If Pluto formed hot, however, the ocean would have formed as Pluto itself was forming, then steadily cooled and frozen.

The distinction is critical, says Francis Nimmo, a planetary scientist at the University of California, Santa Cruz, because water expands as it freezes and contracts as it melts.

Under the cold-start theory, Nimmo says, Pluto would therefore have initially contracted and wrinkled “like an apple left too long in the fridge”, as more and more ice melted. When the internal heat started to dissipate and the ocean began to re-freeze, the process would have reversed and it would have begun expanded, forming cracks on its surface, “like water pipes during a cold winter”.

If it formed hot, however, it would have steadily expanded through its entire history, as it then steadily cooled and more and more of the ocean froze. This would mean that there would be no wrinkles on even the oldest parts of its surface, only expansional cracks, Nimmo says.

To figure out which was the case, his team carefully reviewed New Horizons’ best images of Pluto’s surface, looking for signs of old wrinkles.
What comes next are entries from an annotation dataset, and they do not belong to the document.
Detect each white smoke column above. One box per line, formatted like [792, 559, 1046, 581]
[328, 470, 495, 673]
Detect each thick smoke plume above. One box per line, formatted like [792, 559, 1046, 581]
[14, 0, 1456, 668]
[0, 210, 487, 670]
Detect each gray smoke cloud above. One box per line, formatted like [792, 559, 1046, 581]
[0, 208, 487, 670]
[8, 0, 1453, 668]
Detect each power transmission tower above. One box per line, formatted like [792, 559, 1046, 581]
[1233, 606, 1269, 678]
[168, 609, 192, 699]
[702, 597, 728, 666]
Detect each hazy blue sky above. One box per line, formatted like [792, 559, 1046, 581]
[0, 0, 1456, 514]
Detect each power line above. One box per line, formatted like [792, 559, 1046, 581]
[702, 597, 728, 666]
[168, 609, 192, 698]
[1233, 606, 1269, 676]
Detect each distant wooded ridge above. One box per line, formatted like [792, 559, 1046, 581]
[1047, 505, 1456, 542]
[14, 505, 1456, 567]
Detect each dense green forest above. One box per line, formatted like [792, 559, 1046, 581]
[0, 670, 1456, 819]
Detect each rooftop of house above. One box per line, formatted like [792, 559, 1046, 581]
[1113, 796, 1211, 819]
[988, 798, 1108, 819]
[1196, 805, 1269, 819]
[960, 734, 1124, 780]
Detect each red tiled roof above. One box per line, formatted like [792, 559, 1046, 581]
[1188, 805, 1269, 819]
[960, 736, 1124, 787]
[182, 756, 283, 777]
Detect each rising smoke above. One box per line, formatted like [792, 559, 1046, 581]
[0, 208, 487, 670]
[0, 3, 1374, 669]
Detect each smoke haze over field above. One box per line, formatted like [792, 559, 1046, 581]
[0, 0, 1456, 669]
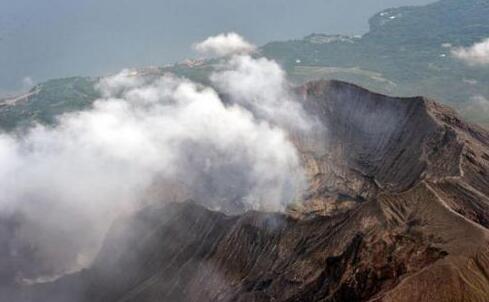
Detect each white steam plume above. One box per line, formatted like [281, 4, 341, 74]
[0, 36, 307, 280]
[452, 38, 489, 65]
[194, 32, 256, 57]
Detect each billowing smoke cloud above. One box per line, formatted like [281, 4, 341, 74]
[211, 55, 312, 129]
[0, 34, 308, 280]
[194, 33, 256, 56]
[452, 38, 489, 65]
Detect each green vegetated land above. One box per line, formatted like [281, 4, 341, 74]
[0, 0, 489, 130]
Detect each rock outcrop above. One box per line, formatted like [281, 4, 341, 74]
[24, 81, 489, 302]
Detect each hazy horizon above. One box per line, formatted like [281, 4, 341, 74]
[0, 0, 434, 96]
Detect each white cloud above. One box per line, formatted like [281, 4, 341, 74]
[211, 55, 313, 130]
[0, 44, 308, 278]
[452, 38, 489, 65]
[194, 32, 256, 56]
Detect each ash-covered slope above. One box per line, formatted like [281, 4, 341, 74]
[25, 81, 489, 302]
They found none. “We see terrains that look to be as old as the Solar System,” says Nimmo’s colleague Carver Bierson, also of UC Santa Cruz. “In those terrains we don’t see any evidence of compression [wrinkles].”

Pluto
New Horizons captured this high-resolution enhanced colour view of Pluto, combining blue, red and infrared images, in 2015. Credit: NASA/JHUAPL/SwRI

“The oldest features on Pluto look more like cracks,” Nimmo says. “This suggests that Pluto had an ocean from the beginning and that the ocean has been slowly freezing.”

If so, the next question is how Pluto could have formed hot enough to have a subsurface ocean. “This is a cold place,” says Bierson. “The average surface temperature is 45 degrees K ( minus 228 degrees Celsius).”

The answer, he says, is that Pluto must have formed quite quickly, building heat from the impact energy of the smaller objects that collided to form it.

“Each impact is like an explosion that is going to heat up the nearby region,” he says. “If Pluto formed slowly, that [region] could cool between impacts. But if it formed quickly, you would have impact on top of impact on top of impact.”

For this to produce enough heat to form an ocean, he says, “we calculate that it would have to have formed in less than 30,000 years” – a lot less than the millions of years hypothesised by other planet-formation models.

It’s a finding, he and Nimmo add, that’s consistent with new models showing that planetesimals – the building blocks of planets – can form very quickly due to the sudden “collapse” of swarms of smaller particles.

How big these smaller particles may have been is unknown, he says. Perhaps there were a myriad of them the size of ping pong balls… or perhaps they were tens of kilometres in diameter. “We don’t know,” he says.

But ultimately, the size of the impactors doesn’t matter, so much as the rate at which they crashed into the growing world’s surface. “It’s all about how quickly you deliver the energy,” Bierson says.

The finding isn’t only relevant for Pluto. “It means that other large objects in the Kuiper Belt, like Eris [about the same size as Pluto] and Quaoar [about half as big] probably also formed fast and developed oceans early in their history,” Nimmo says.

And that’s a really stunning thought, because Quaoar never comes as close to the Sun as Pluto currently is, and Eris spends much of its time even further out, in a cold, dark realm in which, until recently, nobody had even dreamed there might be liquid water… and with it, the possibility of life.

Bierson’s and Nimmo’s work is published in the journal Nature Geoscience.